I am doing a signal processing project with a partner and we plan to implement it on a CUDA GPU.

The device is ‘GeForce GTX 480’ driver version 4.0

The project involves the simultaneous operation of about 4000 filters.

Each filters has 3 types of variables:

  1. Constant variables

  2. Variables which are the output of a previous filter

  3. Input Variable

The basic ‘plan’ is to design a block of threads (max 1024 for GTX 480) that will operate the filters.

Now here are the problems:

a. We don’t want to read all the parameters (constant and generated) from global memory each time we evoke the kernel. That would be lots of data transfers from global

memory into local memory. Is there a way to ‘save’ the data for future use? Is the texture memory a good option here?

b. The maximum number of threads is 1024, so we need to use more than one block. Is there a way to synchronize threads between blocks?

c. This is a general question- would you recommend CUDA for real time processing? Are there certain problems which can arise?

Thanks in advance!


Read the Programming Guide first, particularly chapter 2 about the programming model and the hierarchy of kernels, blocks, warps, and threads.

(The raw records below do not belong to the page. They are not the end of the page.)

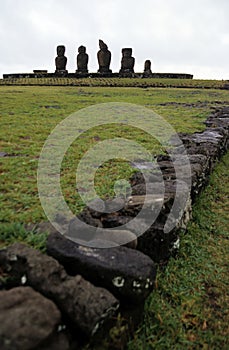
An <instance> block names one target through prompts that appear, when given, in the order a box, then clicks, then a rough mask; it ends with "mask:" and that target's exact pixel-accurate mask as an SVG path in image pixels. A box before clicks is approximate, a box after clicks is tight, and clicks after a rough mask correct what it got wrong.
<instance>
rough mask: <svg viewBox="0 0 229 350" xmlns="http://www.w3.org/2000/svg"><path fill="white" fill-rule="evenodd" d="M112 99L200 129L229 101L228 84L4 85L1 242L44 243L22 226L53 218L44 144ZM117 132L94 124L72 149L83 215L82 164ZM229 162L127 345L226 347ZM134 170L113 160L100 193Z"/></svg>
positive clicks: (62, 176)
mask: <svg viewBox="0 0 229 350" xmlns="http://www.w3.org/2000/svg"><path fill="white" fill-rule="evenodd" d="M180 83H183V82H182V81H181V82H180ZM106 102H129V103H135V104H138V105H142V106H145V107H147V108H150V109H152V110H154V111H155V112H156V113H158V114H160V115H161V116H162V117H163V118H164V119H165V120H167V121H168V122H169V123H170V124H171V125H172V126H173V127H174V128H175V129H176V131H177V132H188V133H192V132H195V131H201V130H203V129H204V124H203V122H204V120H205V119H206V117H207V116H208V115H209V114H210V113H211V111H212V109H213V108H214V107H220V106H224V105H229V96H228V91H224V90H217V89H215V88H212V89H210V88H209V89H198V88H195V87H193V86H192V88H190V89H189V88H186V89H180V88H145V89H142V88H137V87H125V88H124V87H113V88H112V87H76V86H65V87H63V86H52V87H49V86H0V111H1V112H0V123H1V129H0V152H1V153H0V154H1V157H0V179H1V181H0V199H1V201H0V213H1V214H0V235H1V238H0V246H4V245H6V244H9V243H12V242H15V241H17V240H19V241H22V242H26V243H28V244H30V245H32V246H34V247H36V248H39V249H42V250H44V249H45V240H46V234H45V233H44V234H40V235H37V234H34V233H33V232H31V233H27V232H26V231H25V230H24V229H23V227H22V224H23V223H29V222H39V221H41V220H45V215H44V213H43V210H42V207H41V205H40V202H39V198H38V193H37V183H36V174H37V165H38V159H39V155H40V152H41V149H42V146H43V144H44V142H45V140H46V138H47V137H48V135H49V134H50V132H51V131H52V130H53V128H54V127H55V126H56V125H57V124H58V123H59V122H60V121H62V120H63V119H64V118H66V117H67V116H68V115H70V114H71V113H73V112H75V111H78V110H80V109H81V108H84V107H87V106H91V105H94V104H98V103H106ZM122 133H123V134H122V136H123V135H124V136H125V137H131V135H132V137H133V138H134V139H135V140H137V141H138V142H139V143H142V145H144V146H145V147H147V148H148V149H149V150H150V151H151V152H152V153H154V154H156V153H158V152H161V151H163V149H160V147H158V145H157V144H155V142H154V141H153V140H151V139H150V138H148V137H147V136H146V135H142V134H141V133H138V132H137V133H136V132H135V131H134V130H129V129H125V128H124V129H123V131H122ZM119 135H120V126H117V128H111V127H109V126H108V128H106V130H104V129H102V128H97V129H93V130H91V131H90V132H88V133H87V134H86V135H85V137H84V138H82V139H81V142H80V144H79V143H78V144H75V145H72V147H71V149H70V150H69V153H68V154H67V155H66V158H65V159H64V162H63V169H62V177H61V184H62V188H63V193H64V195H65V199H66V201H67V202H68V203H69V205H70V206H71V207H72V209H73V210H74V211H75V212H78V211H80V210H81V208H82V207H83V203H82V201H81V200H80V198H79V196H78V195H77V192H76V191H75V167H76V165H77V162H78V161H79V159H80V157H81V156H82V155H83V154H84V152H85V150H87V148H88V147H89V146H90V145H94V144H95V143H96V142H97V141H98V140H104V139H106V138H107V137H115V136H116V137H117V136H119ZM3 155H4V157H3ZM228 166H229V159H228V155H227V156H225V157H224V159H223V161H222V162H221V163H220V164H219V165H218V167H217V169H216V170H215V172H214V174H213V175H212V177H211V182H210V186H209V187H208V188H207V190H206V191H205V192H204V193H202V195H201V197H200V198H199V199H198V201H197V203H196V204H195V207H194V213H193V221H192V222H191V223H190V224H189V229H188V232H187V233H186V234H184V235H182V237H181V249H180V252H179V256H178V258H177V259H171V260H170V262H169V265H168V267H167V269H166V271H160V272H159V274H158V279H157V288H156V290H155V292H154V293H153V294H152V295H151V296H150V298H149V300H148V302H147V304H146V307H145V319H144V322H143V323H142V324H141V325H140V328H139V329H138V331H137V332H136V333H135V335H134V339H133V341H131V342H130V343H129V345H128V349H129V350H137V349H142V350H145V349H158V350H159V349H161V350H164V349H179V350H183V349H209V350H210V349H225V350H226V349H227V348H228V347H227V345H228V343H229V339H228V332H229V330H228V324H229V315H228V301H229V300H228V287H229V286H228V275H227V272H228V258H227V255H228V236H227V235H228V232H227V227H228V204H229V203H228V198H229V193H228V188H229V187H228ZM132 171H133V170H132V169H131V168H130V166H129V165H128V164H126V163H123V162H116V163H115V162H114V163H108V164H105V165H104V167H102V168H101V170H100V173H98V174H97V176H98V178H97V190H98V193H99V194H100V195H101V196H103V197H106V196H111V195H112V193H113V192H112V191H113V187H112V185H113V183H114V181H115V179H116V178H120V177H121V178H123V177H126V178H127V179H128V178H129V176H130V174H131V173H132ZM123 329H124V331H125V327H124V328H122V327H121V329H120V332H122V330H123ZM121 339H122V334H120V333H118V335H117V338H116V339H114V341H116V342H117V346H119V345H120V346H121ZM119 342H120V343H119ZM117 348H119V347H117ZM120 348H121V347H120Z"/></svg>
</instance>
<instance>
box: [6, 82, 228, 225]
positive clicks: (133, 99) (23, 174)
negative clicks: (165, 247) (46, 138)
mask: <svg viewBox="0 0 229 350" xmlns="http://www.w3.org/2000/svg"><path fill="white" fill-rule="evenodd" d="M227 100H228V92H227V91H222V90H202V89H199V90H198V89H190V90H189V89H185V90H183V89H152V88H149V89H139V88H108V87H106V88H88V87H85V88H79V87H64V88H63V87H45V86H43V87H28V86H27V87H23V86H22V87H17V86H13V87H8V86H1V87H0V108H1V112H0V113H1V114H0V118H1V119H0V121H1V129H0V140H1V141H0V151H1V152H5V153H9V154H10V155H11V156H10V157H4V158H0V169H1V170H0V171H1V173H0V176H1V182H0V197H1V198H0V199H1V202H0V206H1V207H0V209H1V214H0V221H1V222H3V223H10V222H37V221H39V220H42V219H44V218H45V217H44V214H43V211H42V208H41V206H40V204H39V198H38V194H37V184H36V170H37V164H38V158H39V154H40V151H41V149H42V145H43V143H44V142H45V140H46V138H47V137H48V135H49V133H50V132H51V131H52V129H53V128H54V127H55V126H56V125H57V124H58V123H59V122H60V121H61V120H63V119H64V118H66V117H67V116H68V115H69V114H71V113H73V112H75V111H77V110H79V109H81V108H83V107H87V106H90V105H93V104H96V103H104V102H131V103H136V104H140V105H143V106H146V107H148V108H151V109H153V110H154V111H155V112H156V113H158V114H160V115H161V116H162V117H164V118H165V119H166V120H167V121H168V122H169V123H170V124H171V125H172V126H173V127H175V129H176V130H177V131H182V132H184V131H186V132H194V131H197V130H202V129H203V128H204V125H203V121H204V120H205V118H206V117H207V115H208V114H209V113H210V111H211V107H213V106H220V105H221V104H225V101H227ZM98 133H99V137H100V139H101V140H103V139H106V138H107V136H108V135H109V136H110V137H113V136H118V135H120V127H118V128H117V129H114V128H113V129H112V130H110V131H109V134H108V132H107V130H102V129H100V130H98V129H97V130H94V131H92V132H91V133H89V134H88V135H87V136H86V137H84V139H82V140H81V143H80V145H78V146H79V147H78V148H77V145H75V147H76V148H74V147H73V150H72V152H69V154H67V156H66V159H65V163H64V164H65V165H66V171H64V170H63V174H62V175H63V176H62V186H63V191H64V194H65V196H66V199H67V201H68V203H69V204H70V205H71V206H72V209H73V210H75V211H79V210H80V208H82V205H83V204H82V201H80V198H79V196H77V193H75V166H76V163H77V161H78V160H79V159H80V157H81V156H82V155H83V153H84V152H85V150H87V149H88V147H89V145H91V144H95V142H96V141H95V139H94V136H96V135H98ZM128 134H130V133H128ZM123 135H124V136H126V135H127V133H126V132H124V133H123ZM134 138H135V139H136V140H137V141H139V142H142V144H143V146H146V147H148V148H149V149H151V150H152V151H154V152H159V151H160V150H159V149H158V148H156V149H155V144H152V141H150V140H146V138H145V137H142V135H134ZM131 171H132V170H131V169H130V167H129V166H127V165H125V166H118V165H117V166H116V165H114V167H111V166H110V164H106V166H105V167H104V168H103V170H102V171H100V174H99V173H98V177H99V176H100V177H99V178H98V180H97V183H98V184H101V186H100V187H99V188H98V192H99V193H100V194H101V195H104V196H105V195H106V194H108V195H112V188H113V187H112V183H113V182H114V180H115V177H116V176H118V177H124V178H125V177H126V178H128V177H129V176H130V173H131ZM100 180H101V181H100Z"/></svg>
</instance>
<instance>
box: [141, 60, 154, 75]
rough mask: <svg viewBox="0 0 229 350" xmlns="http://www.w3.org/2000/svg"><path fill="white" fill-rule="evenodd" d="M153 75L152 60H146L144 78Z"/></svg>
mask: <svg viewBox="0 0 229 350" xmlns="http://www.w3.org/2000/svg"><path fill="white" fill-rule="evenodd" d="M152 76H153V73H152V71H151V61H150V60H146V61H145V64H144V72H143V78H150V77H152Z"/></svg>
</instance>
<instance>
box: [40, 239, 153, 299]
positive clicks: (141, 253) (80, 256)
mask: <svg viewBox="0 0 229 350" xmlns="http://www.w3.org/2000/svg"><path fill="white" fill-rule="evenodd" d="M47 251H48V253H49V254H50V255H52V256H54V257H55V258H56V259H57V260H58V261H59V262H60V263H61V264H63V265H64V266H65V268H66V270H67V271H68V272H69V273H70V274H73V275H74V274H81V275H82V276H83V277H84V278H86V279H88V280H90V281H91V282H92V283H94V284H95V285H97V286H102V287H104V288H107V289H108V290H109V291H110V292H112V293H113V294H114V295H115V296H116V297H117V298H119V299H120V300H122V301H124V302H127V303H135V304H137V303H143V302H144V300H145V298H146V297H147V296H148V295H149V293H150V292H151V291H152V289H153V287H154V281H155V277H156V264H155V263H154V262H153V261H152V260H151V259H150V258H149V257H148V256H145V255H144V254H142V253H141V252H139V251H136V250H133V249H129V248H126V247H115V248H109V249H102V248H101V249H98V248H89V247H85V246H79V245H78V244H76V243H74V242H72V241H70V240H68V239H66V238H65V237H63V236H62V235H61V234H51V235H50V236H49V237H48V242H47Z"/></svg>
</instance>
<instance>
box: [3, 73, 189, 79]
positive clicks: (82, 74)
mask: <svg viewBox="0 0 229 350" xmlns="http://www.w3.org/2000/svg"><path fill="white" fill-rule="evenodd" d="M57 77H65V78H77V79H80V78H119V77H120V74H119V73H110V74H102V73H88V74H77V73H64V74H62V73H60V74H57V73H48V72H47V73H46V71H35V72H34V73H10V74H3V79H19V78H57ZM142 77H143V73H134V74H133V75H132V78H142ZM150 78H167V79H168V78H171V79H193V75H192V74H186V73H152V76H151V77H150Z"/></svg>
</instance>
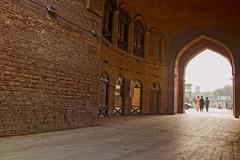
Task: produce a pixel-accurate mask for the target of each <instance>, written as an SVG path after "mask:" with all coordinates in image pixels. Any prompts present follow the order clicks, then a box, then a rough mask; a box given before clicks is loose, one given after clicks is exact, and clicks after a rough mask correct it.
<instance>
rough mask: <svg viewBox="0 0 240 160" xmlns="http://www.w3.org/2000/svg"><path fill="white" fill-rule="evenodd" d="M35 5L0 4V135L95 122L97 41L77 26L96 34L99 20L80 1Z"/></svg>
mask: <svg viewBox="0 0 240 160" xmlns="http://www.w3.org/2000/svg"><path fill="white" fill-rule="evenodd" d="M37 2H38V3H33V1H31V0H21V1H17V0H2V1H1V2H0V13H1V14H0V136H9V135H19V134H28V133H37V132H45V131H51V130H60V129H70V128H76V127H85V126H93V125H95V123H96V117H97V116H96V115H97V112H96V111H97V108H96V106H97V89H98V76H99V75H98V72H99V67H98V66H99V58H98V56H97V52H98V45H99V40H98V39H97V37H96V36H94V35H92V34H91V33H90V32H87V31H84V30H83V29H81V28H79V27H78V25H79V26H82V27H85V28H86V29H89V30H90V31H91V30H95V31H96V33H98V34H99V33H100V30H101V18H100V17H99V16H97V15H95V14H93V13H92V12H90V11H88V10H87V9H86V6H85V5H86V4H85V3H84V2H82V1H77V0H76V1H74V0H72V1H70V2H66V1H51V2H48V1H45V0H42V1H37ZM50 4H51V5H52V6H53V7H54V8H55V11H56V12H57V13H58V14H59V15H60V16H62V17H64V18H66V19H67V20H69V22H68V21H66V20H64V19H63V18H61V17H59V16H56V15H54V14H49V13H48V12H47V10H46V8H44V7H43V6H48V5H50ZM41 5H42V6H41ZM98 8H99V7H98ZM70 22H72V23H73V24H71V23H70ZM74 24H76V25H74Z"/></svg>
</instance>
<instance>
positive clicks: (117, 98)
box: [113, 76, 125, 116]
mask: <svg viewBox="0 0 240 160" xmlns="http://www.w3.org/2000/svg"><path fill="white" fill-rule="evenodd" d="M113 114H114V116H118V115H124V114H125V81H124V78H123V77H122V76H119V77H118V78H117V81H116V84H115V92H114V109H113Z"/></svg>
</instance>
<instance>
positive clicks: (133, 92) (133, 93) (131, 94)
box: [130, 80, 143, 114]
mask: <svg viewBox="0 0 240 160" xmlns="http://www.w3.org/2000/svg"><path fill="white" fill-rule="evenodd" d="M130 92H131V93H130V95H131V98H132V105H131V114H142V97H143V85H142V83H141V81H139V80H132V81H131V82H130Z"/></svg>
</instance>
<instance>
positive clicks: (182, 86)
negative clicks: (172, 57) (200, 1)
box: [174, 35, 239, 117]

Most likely you don’t want to implement a filter per thread, because the threads of a warp are not independent. A filter (or chain of filters) per block is more likely what you want.

If filters depend on the output of other filters, most likely it is more efficient to implement them together, so that results do not have to be written to global memory in between.

There is no way to save data permanently in on-chip memory between kernel invocations.

You cannot synchronize between different blocks (without trickery), because the order of execution of blocks is undefined.

CUDA makes no hard realtime guarantees. However, due to it’s origins in graphic processing it should be suitable for soft realtime tasks.